Here’s how you play (our version of) Telestrations: every person gets a piece of paper, which is folded into eight sections. In section 1, each person writes something. It can be a phrase, a quote, a movie title, whatever. Let’s say you wrote, oh, IDK, “Man of Steel is the Worst DC Movie.” (Something of a debate at this particular con, even though I’m clearly right about this.) You then would pass the paper to the person on your right, who would then have to try and figure out how to draw “Man of Steel is the Worst DC Movie” in the second section. Then they would pass it to their right, and (only looking at section two), the third person would have to try and figure out what the first phrase was by interpreting the second person’s drawing. This goes around eight times until “Man of Steel is the Worst DC Movie” somehow becomes, say, “Dead Chickens Everywhere” or something equally ridiculous, especially when you have players involved that are more, shall we say, artistically challenged.

Now this needs to be said: I am not the world’s worst artist.
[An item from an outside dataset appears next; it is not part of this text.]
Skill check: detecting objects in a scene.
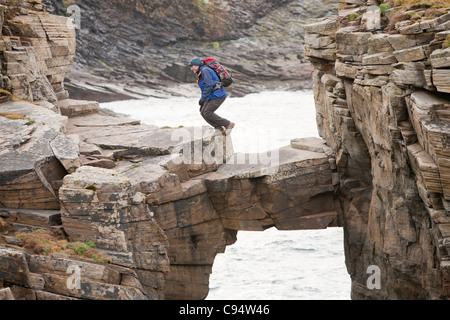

I’m not, goddamn it. Stop laughing, Star Trek Buddies. Given enough time and the ability to actually look at what I’m drawing, I am actually not entirely terrible at two-dimensional shit. In fact, I’ll even give you proof. Here are a couple of drawings I did years ago:


Okay, I’m not saying I’m likely to win any artist awards anytime soon or anything (like I don’t know why my avatar of Vishnu here has such skinny arms; in retrospect, perhaps I should have scanned my Gorgon instead) but hey, I don’t think they’re terrible pictures and anyway, you can at least basically tell what I’m drawing, right? But that all flies out the window if I can’t look at whatever I’m supposed to draw. Because if I can’t see it in real life, objects apparently shift and distort in my mind so I cannot for the life of me visualize how to draw them. Even simple illustrations for basic concepts like water or fire, or things I have seen my whole life, like Star Trek insignias or Batman logos. Do you people know how many Batman logos I have seen in my life? A lot, you guys. A LOT.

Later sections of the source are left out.